SELAH – Two weeks before a Yakima-area bar owner was shot to death, an informant told authorities two of the owner’s employees were going to kill him after closing time and make it look like a robbery.
On Wednesday, more than three decades later, FBI agents arrested Gary Charles Isaacs, 56, a murder convict and one of two men named by the informant in her unheeded warning before the death of Everett “Fritz” Fretland. Isaacs was taken into custody at his telemarketing job in Everett.
On Thursday, Isaacs was charged with first-degree murder in the 1975 killing.
The arrest of Isaacs was a byproduct of an investigation into the killing of Frank “Sharkey” Hinkley, a Seattle-area strip club owner, and his girlfriend, Barbara Rosenfield, also killed in 1975, under circumstances similar to the slaying of Fretland, Yakima County sheriff’s chief of detectives Stewart Graham said.
It turned out that the similarities were purely coincidental, but in reopening the case, investigators located witnesses who had not previously been interviewed, Seattle police detective Dan Dudik wrote in the probable cause statement. One of those witnesses, a friend of bar employee Richard Sanders, said he had heard Isaacs, Sanders and a third man discussing the killing before and after it happened.
Other witnesses corroborated the information, Dudik said, and added that Isaacs was to be paid $30,000 that he would find in a paper bag at the bar. Isaacs never found the money, one witness said.
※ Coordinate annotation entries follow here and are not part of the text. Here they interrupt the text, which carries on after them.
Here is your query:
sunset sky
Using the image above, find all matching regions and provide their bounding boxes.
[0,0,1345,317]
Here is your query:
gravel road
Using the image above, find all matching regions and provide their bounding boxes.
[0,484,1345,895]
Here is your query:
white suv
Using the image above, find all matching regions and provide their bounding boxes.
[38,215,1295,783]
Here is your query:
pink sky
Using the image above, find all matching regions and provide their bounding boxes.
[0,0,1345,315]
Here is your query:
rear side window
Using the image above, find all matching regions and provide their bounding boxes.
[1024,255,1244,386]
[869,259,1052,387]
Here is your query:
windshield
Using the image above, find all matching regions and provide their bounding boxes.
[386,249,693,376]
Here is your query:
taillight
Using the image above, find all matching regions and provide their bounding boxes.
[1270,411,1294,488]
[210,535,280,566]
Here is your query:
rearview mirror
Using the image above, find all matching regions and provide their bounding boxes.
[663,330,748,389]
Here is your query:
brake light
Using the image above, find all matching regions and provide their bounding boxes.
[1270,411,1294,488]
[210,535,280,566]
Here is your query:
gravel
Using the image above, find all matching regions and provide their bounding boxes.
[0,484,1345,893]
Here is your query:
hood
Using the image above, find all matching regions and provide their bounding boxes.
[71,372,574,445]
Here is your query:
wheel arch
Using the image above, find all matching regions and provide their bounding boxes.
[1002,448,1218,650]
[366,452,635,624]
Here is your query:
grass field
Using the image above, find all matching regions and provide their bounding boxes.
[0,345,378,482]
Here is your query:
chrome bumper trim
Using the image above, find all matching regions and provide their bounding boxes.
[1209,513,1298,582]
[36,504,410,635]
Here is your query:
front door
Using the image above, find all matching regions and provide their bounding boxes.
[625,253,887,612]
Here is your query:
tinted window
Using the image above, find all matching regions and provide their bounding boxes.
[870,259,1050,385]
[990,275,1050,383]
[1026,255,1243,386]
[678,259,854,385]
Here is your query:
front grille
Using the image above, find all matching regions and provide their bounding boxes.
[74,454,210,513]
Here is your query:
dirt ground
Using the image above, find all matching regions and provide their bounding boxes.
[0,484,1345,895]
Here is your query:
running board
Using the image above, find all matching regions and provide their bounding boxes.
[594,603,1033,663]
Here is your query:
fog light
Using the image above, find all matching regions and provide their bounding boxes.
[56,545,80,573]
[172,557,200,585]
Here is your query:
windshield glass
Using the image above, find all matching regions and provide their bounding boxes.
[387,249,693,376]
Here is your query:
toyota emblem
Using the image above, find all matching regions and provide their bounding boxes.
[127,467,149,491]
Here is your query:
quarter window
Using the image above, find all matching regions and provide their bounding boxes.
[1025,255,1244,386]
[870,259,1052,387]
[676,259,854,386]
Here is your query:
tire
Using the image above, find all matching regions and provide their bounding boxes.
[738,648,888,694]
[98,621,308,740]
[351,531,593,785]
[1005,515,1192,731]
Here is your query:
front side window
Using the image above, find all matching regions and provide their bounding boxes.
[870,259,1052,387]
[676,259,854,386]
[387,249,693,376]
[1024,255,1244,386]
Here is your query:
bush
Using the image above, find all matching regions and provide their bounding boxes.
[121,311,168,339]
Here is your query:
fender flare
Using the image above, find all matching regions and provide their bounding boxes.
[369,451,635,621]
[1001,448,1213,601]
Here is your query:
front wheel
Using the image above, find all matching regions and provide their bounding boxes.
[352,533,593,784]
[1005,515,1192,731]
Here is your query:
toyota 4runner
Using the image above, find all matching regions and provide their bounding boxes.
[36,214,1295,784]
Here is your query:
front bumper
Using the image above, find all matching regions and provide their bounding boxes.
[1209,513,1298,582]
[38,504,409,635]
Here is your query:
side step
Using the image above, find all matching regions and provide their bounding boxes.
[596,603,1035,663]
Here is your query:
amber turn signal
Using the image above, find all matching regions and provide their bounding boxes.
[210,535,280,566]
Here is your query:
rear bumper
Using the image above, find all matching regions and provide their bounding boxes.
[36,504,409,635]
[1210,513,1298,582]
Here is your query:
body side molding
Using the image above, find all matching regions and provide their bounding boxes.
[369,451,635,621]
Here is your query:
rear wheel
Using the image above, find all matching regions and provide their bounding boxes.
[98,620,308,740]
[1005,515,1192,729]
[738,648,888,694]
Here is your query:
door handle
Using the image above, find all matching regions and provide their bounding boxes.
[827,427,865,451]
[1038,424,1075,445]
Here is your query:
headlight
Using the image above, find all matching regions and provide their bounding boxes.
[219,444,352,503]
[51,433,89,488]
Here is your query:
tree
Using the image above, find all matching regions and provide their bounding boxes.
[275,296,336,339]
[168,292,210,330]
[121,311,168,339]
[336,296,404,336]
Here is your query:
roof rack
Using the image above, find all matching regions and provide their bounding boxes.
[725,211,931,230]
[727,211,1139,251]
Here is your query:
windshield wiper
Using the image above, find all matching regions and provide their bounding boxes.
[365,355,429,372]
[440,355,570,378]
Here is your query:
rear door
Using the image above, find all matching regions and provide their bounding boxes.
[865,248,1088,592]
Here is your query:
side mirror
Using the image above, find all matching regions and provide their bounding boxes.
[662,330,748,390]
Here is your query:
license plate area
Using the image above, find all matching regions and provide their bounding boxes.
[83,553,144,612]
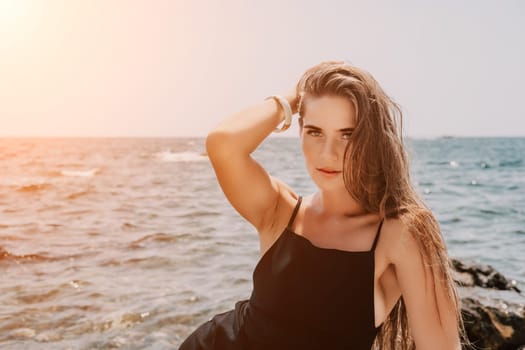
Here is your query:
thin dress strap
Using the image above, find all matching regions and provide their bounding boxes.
[370,219,384,251]
[286,196,303,229]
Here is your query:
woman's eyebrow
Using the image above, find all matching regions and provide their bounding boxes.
[303,124,355,132]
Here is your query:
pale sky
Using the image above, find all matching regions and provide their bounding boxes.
[0,0,525,137]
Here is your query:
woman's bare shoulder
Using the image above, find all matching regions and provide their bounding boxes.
[259,176,299,236]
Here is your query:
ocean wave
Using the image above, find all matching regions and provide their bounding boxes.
[499,159,523,168]
[128,232,191,249]
[155,151,208,162]
[0,247,53,262]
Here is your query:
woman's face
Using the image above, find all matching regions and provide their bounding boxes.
[300,95,356,190]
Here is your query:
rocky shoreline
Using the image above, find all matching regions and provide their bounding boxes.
[452,259,525,350]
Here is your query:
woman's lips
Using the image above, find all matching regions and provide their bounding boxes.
[317,169,340,176]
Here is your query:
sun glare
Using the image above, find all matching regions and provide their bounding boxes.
[0,0,28,32]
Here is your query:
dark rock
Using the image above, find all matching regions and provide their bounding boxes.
[452,259,521,293]
[452,259,525,350]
Graham, who worked with FBI agents on the Fretland case, also said no organized-crime link could be established in that killing.
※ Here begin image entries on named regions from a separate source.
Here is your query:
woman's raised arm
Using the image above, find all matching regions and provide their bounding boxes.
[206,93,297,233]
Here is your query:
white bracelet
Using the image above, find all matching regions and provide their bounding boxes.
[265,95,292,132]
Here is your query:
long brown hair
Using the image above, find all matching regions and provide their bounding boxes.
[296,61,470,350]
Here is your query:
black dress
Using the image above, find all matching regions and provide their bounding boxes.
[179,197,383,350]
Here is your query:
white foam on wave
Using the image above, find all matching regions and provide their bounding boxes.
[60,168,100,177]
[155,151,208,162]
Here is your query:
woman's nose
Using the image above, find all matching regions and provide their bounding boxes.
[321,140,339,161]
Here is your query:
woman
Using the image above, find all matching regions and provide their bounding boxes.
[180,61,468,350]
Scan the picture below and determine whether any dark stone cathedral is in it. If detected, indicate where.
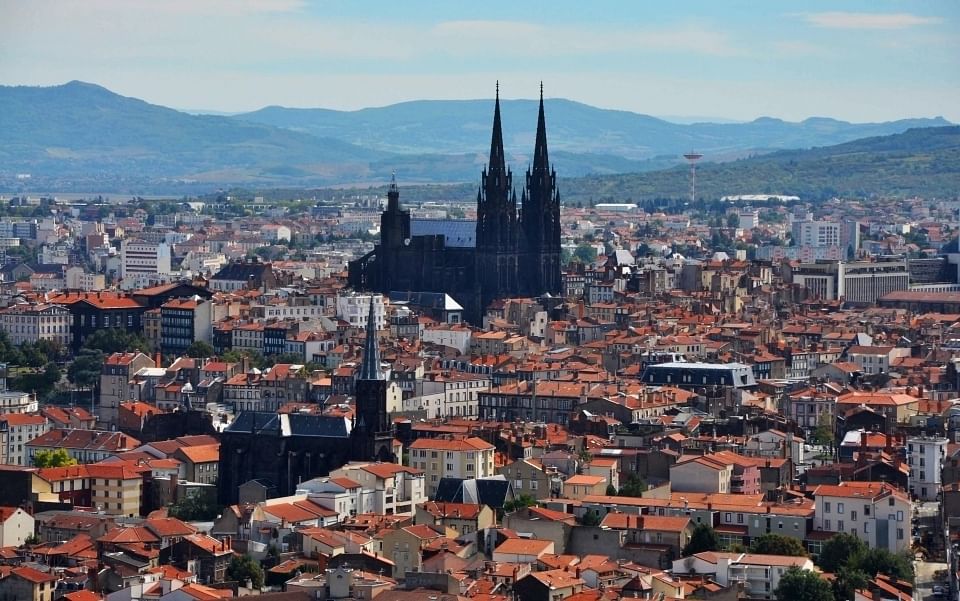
[349,86,561,321]
[217,303,399,505]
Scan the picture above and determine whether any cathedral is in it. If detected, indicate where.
[349,85,561,322]
[217,303,399,505]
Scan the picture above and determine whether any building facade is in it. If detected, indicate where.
[349,90,561,323]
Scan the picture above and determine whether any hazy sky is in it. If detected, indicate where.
[0,0,960,122]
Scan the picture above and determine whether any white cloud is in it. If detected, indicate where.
[800,12,942,29]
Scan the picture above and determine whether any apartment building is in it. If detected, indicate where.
[0,413,50,465]
[907,436,949,501]
[120,240,170,279]
[670,456,733,493]
[813,481,913,553]
[86,462,150,517]
[316,462,427,515]
[403,371,490,418]
[99,352,158,424]
[673,551,814,599]
[847,346,910,375]
[336,292,387,331]
[0,392,40,413]
[0,303,73,348]
[409,437,495,497]
[160,296,213,355]
[23,428,140,464]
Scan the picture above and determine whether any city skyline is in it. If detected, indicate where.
[0,0,960,122]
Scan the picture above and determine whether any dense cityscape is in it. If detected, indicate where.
[0,0,960,601]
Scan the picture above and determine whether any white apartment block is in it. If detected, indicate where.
[297,462,427,521]
[66,266,107,291]
[0,391,40,413]
[0,304,73,346]
[120,240,170,278]
[337,292,387,330]
[907,436,949,501]
[813,482,913,553]
[673,552,814,599]
[403,372,490,418]
[792,221,843,247]
[0,413,50,466]
[409,437,495,496]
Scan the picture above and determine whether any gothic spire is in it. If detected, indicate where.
[360,294,384,380]
[533,81,550,173]
[488,81,507,181]
[387,171,400,211]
A Seattle newspaper reported Thursday, however, that an FBI task force is continuing to investigate unsolved killings dating from 1970s that may have been resulted from turf battles between bar and nightclub operators in King and Yakima counties.
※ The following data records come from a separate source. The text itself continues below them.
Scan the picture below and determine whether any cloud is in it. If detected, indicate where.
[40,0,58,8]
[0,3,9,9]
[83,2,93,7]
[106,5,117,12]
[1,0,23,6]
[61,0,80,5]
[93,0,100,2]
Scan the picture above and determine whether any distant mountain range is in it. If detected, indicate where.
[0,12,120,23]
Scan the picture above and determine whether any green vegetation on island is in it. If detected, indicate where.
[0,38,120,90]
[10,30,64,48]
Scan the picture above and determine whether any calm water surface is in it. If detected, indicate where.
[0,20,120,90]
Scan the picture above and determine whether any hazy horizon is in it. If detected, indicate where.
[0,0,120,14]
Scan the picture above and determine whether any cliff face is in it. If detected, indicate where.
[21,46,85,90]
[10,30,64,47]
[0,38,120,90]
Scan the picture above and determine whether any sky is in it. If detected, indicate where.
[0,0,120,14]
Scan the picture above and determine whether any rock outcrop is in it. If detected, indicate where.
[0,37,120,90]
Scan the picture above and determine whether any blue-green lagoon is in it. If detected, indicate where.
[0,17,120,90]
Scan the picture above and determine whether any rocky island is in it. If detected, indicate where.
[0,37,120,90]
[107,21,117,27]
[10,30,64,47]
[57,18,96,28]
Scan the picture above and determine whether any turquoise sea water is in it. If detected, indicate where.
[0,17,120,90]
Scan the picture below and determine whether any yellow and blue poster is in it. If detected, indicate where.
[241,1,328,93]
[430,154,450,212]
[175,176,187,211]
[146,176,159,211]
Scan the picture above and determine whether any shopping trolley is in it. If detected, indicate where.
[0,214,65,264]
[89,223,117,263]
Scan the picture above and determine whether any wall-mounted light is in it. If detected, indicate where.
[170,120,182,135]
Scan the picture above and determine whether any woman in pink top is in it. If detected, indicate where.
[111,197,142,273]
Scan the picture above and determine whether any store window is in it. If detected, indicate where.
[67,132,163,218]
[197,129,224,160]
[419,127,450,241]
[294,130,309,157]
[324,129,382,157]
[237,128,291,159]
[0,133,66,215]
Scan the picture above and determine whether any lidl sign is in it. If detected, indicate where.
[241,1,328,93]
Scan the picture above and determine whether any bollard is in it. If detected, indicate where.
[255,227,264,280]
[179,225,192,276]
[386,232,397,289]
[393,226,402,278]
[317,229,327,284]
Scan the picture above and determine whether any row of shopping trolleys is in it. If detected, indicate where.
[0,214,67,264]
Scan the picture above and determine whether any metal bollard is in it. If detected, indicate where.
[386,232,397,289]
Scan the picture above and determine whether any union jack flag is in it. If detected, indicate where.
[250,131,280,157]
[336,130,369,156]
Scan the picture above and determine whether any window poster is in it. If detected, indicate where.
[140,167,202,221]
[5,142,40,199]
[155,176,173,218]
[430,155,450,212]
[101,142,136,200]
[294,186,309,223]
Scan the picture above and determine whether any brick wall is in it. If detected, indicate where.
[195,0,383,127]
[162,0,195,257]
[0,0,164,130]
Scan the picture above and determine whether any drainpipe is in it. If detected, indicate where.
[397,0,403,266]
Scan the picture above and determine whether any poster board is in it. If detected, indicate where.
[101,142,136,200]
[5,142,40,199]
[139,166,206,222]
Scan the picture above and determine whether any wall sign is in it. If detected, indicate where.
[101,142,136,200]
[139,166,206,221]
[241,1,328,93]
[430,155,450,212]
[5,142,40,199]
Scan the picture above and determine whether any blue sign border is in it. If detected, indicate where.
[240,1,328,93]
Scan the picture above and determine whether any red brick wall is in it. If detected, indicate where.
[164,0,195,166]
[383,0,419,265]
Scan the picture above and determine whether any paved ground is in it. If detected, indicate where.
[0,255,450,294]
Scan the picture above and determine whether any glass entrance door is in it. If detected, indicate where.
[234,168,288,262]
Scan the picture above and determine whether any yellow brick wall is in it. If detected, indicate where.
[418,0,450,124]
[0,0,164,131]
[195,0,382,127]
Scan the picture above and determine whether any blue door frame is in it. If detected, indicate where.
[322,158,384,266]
James B. Braman Jr. was arrested for the Seattle-area killings and was charged with first-degree murder but died of a drug overdose before he could be tried. Before he died, Braman would not say whether he had been hired, telling investigators only, “they’ll kill me,” and refusing to elaborate, according to court papers.
Isaacs, released in 2003 after spending 25 years in prison for killing his brother-in-law in Yakima County, was arrested and booked into the King County Jail in Seattle for investigation of murder, authorities said.
Fretland, 43, a former Wapato High School teacher, was found dead on Sept. 6, 1975, in the Wagon Wheel in Selah, one of three watering holes he owned. He had been shot five times in the back at close range with a .32-caliber pistol.
There was no sign of forced entry, but the business had been robbed and Fretland’s watch and wallet were gone. Authorities said at the time Fretland may have known whoever killed him.
Two weeks earlier, a woman had told Yakima police of a plot by Isaacs, then a bartender, and Sanders, also employed by Fretland, to kill their employer, Graham said. A detective typed a report on the warning, apparently to send to Selah police, but nobody knows what happened to it.
When the report became known after Fretland was killed, investigators found Sanders had an apparently airtight alibi and there was no evidence linking Isaacs to the crime, Graham said.
Sanders became a drug dealer and was killed in 1989 in Clark County by associates, one of whom eventually bunked with Isaacs at the Washington State Penitentiary in Walla Walla, Graham said
Fretland was killed at a time of what Graham, a 30-year veteran of the sheriff’s office, said were freewheeling, “wide open” bar and nightclub dealings in the Seattle-Tacoma area and Yakima.
Fretland was said to be linked to the owners of the Corral, a downtown Yakima go-go club that investigators believe was once owned partly by Frank Colacurcio Sr. of Seattle, a strip club owner and convicted racketeer.
A month before the shooting, the Strand Cafe, also owned by Fretland, was destroyed by an explosion and fire, the fourth nightclub arson in Yakima in five years. Mike Cecil, a Fretland employee and former Yakima police officer who was badly burned in the blast, was charged with arson but was acquitted by a jury.
According to subsequent published reports, some believed the fires were related to a Tacoma-area racketeering operation in which then-Pierce County Sheriff George Janovich was arrested, convicted and sent to prison.